If you want to get a share of shoppers’ appetite for buying gifts for the holiday season, now would be a great time to get into business, and Amazon knows that. So get ready for Amazon Handmade, a site selling handcrafted goods that the company hopes will challenge Etsy’s business.
Even though both these websites look like they are doing the same thing, descriptions of Amazon Handmade proves that wrong by addressing a different seller base and featuring a different stance on manufacturing and fee structure.
The Seattle-based retailer explained that the new website will have almost anything you can think of, starting from $30 walnut cufflinks delivered from Australia to $320 handmade quilts produced in Wisconsin.
Joining Handmade as a seller if invite-based, and partners started being invited back in May to gain access to Amazon’s more than 285 million shoppers. According to their statement, Amazon Handmade has come into existence at the request of the customers and in response to the many site searches for crafty items.

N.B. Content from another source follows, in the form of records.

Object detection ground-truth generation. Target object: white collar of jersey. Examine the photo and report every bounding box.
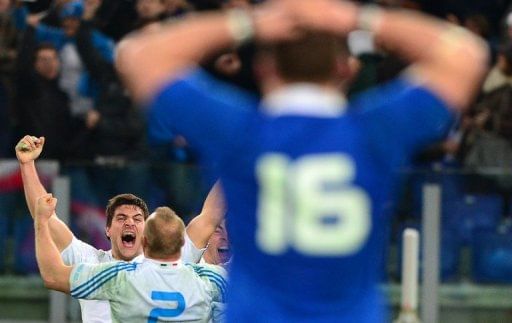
[263,83,347,117]
[144,258,182,268]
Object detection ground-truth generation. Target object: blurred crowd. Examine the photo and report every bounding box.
[0,0,512,201]
[0,0,512,282]
[0,0,512,169]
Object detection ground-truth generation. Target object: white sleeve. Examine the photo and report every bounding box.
[181,232,206,264]
[60,237,100,266]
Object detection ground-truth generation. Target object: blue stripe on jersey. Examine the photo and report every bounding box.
[70,262,137,297]
[73,267,136,298]
[185,264,227,301]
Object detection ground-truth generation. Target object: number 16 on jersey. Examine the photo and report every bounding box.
[256,154,371,256]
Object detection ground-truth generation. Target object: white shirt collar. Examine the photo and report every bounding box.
[262,83,347,117]
[144,257,182,268]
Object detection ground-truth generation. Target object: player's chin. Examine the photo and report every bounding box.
[119,244,142,260]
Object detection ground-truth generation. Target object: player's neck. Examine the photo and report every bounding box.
[144,252,181,262]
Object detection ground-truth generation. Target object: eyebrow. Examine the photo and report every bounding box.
[114,213,142,217]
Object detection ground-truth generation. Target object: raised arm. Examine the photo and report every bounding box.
[291,0,488,109]
[34,194,73,293]
[15,136,73,251]
[116,1,295,101]
[187,182,226,249]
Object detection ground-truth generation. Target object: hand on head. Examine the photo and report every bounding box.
[14,135,45,164]
[35,193,57,220]
[254,0,359,42]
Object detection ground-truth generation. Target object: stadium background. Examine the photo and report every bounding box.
[0,0,512,323]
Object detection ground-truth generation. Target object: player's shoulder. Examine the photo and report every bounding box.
[185,263,227,280]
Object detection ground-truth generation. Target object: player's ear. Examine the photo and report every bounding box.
[105,227,110,240]
[141,235,148,253]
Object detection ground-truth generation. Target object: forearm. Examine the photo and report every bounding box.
[358,5,488,108]
[34,218,71,293]
[20,161,73,251]
[117,13,244,100]
[20,161,47,218]
[187,183,226,248]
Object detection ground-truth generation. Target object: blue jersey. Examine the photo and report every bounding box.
[150,71,452,323]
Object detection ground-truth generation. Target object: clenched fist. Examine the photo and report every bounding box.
[15,136,44,164]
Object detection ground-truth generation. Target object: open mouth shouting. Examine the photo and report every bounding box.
[121,231,137,248]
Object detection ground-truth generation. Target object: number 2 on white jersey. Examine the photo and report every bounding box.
[256,154,371,256]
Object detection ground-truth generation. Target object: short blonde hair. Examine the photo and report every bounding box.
[144,206,185,259]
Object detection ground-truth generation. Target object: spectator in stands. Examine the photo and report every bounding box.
[461,44,512,176]
[18,0,114,115]
[16,28,84,161]
[136,0,168,29]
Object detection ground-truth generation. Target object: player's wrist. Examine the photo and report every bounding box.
[354,5,384,32]
[227,9,255,46]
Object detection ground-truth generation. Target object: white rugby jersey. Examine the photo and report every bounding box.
[70,258,226,323]
[61,233,205,323]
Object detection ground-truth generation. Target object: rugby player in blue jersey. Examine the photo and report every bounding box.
[117,0,487,323]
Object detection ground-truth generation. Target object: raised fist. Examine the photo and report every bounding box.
[14,136,44,164]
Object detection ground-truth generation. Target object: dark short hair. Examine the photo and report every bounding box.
[144,206,185,258]
[105,194,149,227]
[272,33,348,82]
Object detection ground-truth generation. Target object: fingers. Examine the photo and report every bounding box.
[16,135,45,152]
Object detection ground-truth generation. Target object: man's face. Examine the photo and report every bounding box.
[106,205,145,261]
[61,18,80,37]
[34,48,60,80]
[137,0,165,19]
[204,222,231,265]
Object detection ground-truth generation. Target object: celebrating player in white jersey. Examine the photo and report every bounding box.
[16,136,224,323]
[34,194,226,323]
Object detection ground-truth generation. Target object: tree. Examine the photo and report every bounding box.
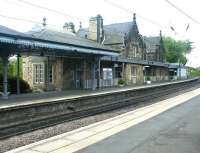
[163,37,193,65]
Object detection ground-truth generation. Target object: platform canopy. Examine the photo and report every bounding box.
[0,26,119,56]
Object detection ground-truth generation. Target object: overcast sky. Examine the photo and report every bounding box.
[0,0,200,67]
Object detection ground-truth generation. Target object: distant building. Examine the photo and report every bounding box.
[77,14,168,84]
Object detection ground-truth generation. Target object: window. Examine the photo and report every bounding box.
[33,64,44,84]
[49,65,53,83]
[103,68,113,80]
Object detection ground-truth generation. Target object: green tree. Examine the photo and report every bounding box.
[163,37,193,65]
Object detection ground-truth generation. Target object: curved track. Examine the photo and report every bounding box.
[0,79,199,139]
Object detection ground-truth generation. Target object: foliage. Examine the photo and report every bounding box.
[163,37,193,65]
[118,79,126,85]
[0,58,31,94]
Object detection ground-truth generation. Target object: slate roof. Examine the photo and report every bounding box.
[27,29,113,50]
[143,36,160,52]
[77,22,133,44]
[0,25,27,36]
[77,22,160,52]
[0,26,118,56]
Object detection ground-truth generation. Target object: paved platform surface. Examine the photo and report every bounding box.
[8,88,200,153]
[0,80,191,109]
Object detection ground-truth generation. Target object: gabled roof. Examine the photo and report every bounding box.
[27,28,112,50]
[77,22,133,45]
[143,36,161,52]
[0,26,118,56]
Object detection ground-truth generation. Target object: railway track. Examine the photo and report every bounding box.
[0,79,199,139]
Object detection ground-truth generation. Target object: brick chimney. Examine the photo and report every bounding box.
[88,14,104,43]
[63,22,75,33]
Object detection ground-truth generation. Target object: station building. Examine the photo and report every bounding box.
[0,14,188,95]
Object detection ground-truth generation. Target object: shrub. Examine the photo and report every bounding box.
[0,75,31,94]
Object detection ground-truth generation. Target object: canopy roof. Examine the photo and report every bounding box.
[0,26,118,56]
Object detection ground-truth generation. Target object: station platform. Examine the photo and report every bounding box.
[7,85,200,153]
[0,80,192,109]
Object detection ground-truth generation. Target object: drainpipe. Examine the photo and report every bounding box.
[1,56,9,99]
[17,53,20,94]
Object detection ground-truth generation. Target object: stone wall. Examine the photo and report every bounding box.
[53,57,64,91]
[22,56,46,90]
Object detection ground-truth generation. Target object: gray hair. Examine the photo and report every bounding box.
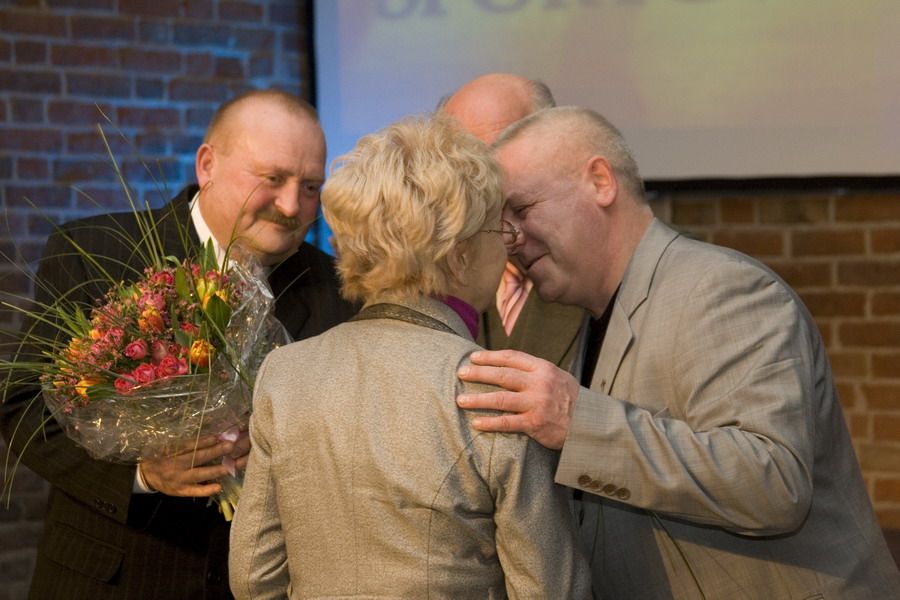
[493,106,645,202]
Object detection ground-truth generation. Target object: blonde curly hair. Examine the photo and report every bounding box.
[322,115,503,302]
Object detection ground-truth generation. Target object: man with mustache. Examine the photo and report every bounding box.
[0,90,355,600]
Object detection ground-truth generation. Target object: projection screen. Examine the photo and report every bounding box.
[314,0,900,180]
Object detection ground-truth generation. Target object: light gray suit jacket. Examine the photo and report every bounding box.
[556,221,900,600]
[229,299,590,599]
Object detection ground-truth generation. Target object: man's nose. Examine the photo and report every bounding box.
[275,181,303,218]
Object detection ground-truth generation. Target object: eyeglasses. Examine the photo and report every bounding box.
[479,220,519,246]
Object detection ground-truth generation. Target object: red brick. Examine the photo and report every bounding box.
[759,194,829,224]
[872,477,900,504]
[847,414,872,441]
[185,105,215,130]
[871,292,900,316]
[219,0,263,23]
[869,226,900,253]
[138,20,170,44]
[216,57,244,79]
[859,444,900,473]
[172,23,232,48]
[829,352,869,377]
[66,129,131,157]
[71,15,135,42]
[66,73,131,98]
[712,229,784,256]
[9,98,44,124]
[16,156,50,179]
[169,79,229,103]
[5,185,71,209]
[801,291,866,317]
[837,260,900,287]
[249,52,275,77]
[872,352,900,379]
[0,68,62,95]
[791,229,866,256]
[269,0,301,25]
[767,261,832,289]
[0,9,66,37]
[119,48,181,73]
[47,0,116,11]
[50,44,118,67]
[835,193,900,222]
[14,40,47,65]
[0,127,62,152]
[234,27,275,50]
[185,52,216,77]
[53,159,115,184]
[860,383,900,411]
[119,0,186,17]
[47,100,112,125]
[816,319,834,348]
[184,0,214,20]
[875,507,900,530]
[720,198,756,224]
[872,415,900,442]
[116,107,179,127]
[839,321,900,348]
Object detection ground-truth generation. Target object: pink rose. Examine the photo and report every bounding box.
[125,340,147,360]
[151,340,169,362]
[150,271,175,285]
[156,354,183,379]
[131,363,156,383]
[106,327,125,347]
[113,377,134,395]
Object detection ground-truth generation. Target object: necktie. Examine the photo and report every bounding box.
[497,262,532,335]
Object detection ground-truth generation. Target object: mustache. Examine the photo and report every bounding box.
[257,210,303,229]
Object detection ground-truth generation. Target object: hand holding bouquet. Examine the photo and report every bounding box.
[41,245,286,519]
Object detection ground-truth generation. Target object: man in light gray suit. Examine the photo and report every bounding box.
[458,108,900,600]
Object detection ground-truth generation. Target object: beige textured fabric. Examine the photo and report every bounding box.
[557,221,900,600]
[230,299,590,599]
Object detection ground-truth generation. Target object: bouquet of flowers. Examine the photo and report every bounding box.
[34,242,287,520]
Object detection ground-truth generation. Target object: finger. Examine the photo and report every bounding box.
[456,391,532,413]
[469,350,542,371]
[472,413,528,433]
[172,435,219,454]
[175,482,222,498]
[180,465,228,484]
[457,365,526,391]
[176,442,234,468]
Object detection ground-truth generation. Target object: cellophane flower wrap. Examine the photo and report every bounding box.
[41,244,288,520]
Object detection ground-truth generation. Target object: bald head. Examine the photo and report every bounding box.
[441,73,554,144]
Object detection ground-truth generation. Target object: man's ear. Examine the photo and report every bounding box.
[194,143,216,189]
[447,241,469,285]
[587,155,619,208]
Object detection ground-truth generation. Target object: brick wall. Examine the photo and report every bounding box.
[0,0,900,600]
[653,189,900,532]
[0,0,311,600]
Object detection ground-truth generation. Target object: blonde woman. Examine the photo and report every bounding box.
[230,118,590,600]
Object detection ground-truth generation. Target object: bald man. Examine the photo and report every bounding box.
[0,90,354,600]
[439,73,586,371]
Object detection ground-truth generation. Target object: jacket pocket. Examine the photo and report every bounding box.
[44,523,125,582]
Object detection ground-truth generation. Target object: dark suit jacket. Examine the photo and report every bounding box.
[477,278,587,372]
[0,186,355,600]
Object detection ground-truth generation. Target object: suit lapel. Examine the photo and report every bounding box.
[510,290,584,366]
[591,219,678,394]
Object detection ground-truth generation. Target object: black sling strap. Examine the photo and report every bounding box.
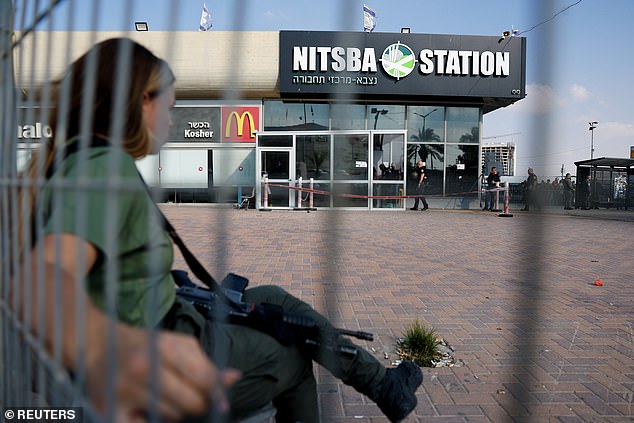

Peter Faricy, vice president for Amazon Marketplace, said handcrafted and handmade items are among the most looked for on the website, and it was only the next logical step to meet the sheer demand by creating a standalone website.
Focusing on this merchandise pits Amazon directly against Etsy Inc., a company that started 10 years ago in the form of a marketplace for homemade goods. Public since April, Etsy is however rather different in scope and size.
At the moment of launch, Amazon Handmade’s offering will have to grow quite a lot to reach Etsy’s size; now it features 80,000 items from about 5,000 sellers coming from 50 states and 60 countries. The parent company will take a 12 percent fee from Amazon Handmade sellers’ overall sales; for now, listing or monthly fees are not required in order to start.
By comparison, Etsy’s scope is a lot broader, with 1.5 million sellers and 21.7 million buyers reported in June 30. The handmade company has set a 3.5 percent fee on overall sales and takes a 20 cent listing fee per item.
Manufacturing policies also differ; Amazon’s sellers can only sell “factory-free” items and not made by manufacturers, whereas Etsy has started allowing some merchants use manufacturers for some of their products back in 2013.
This is where the challenge rises: do you keep the platform strictly for handmade craft sellers, or do you allow them to move to the next level and make more money by mass manufacturing?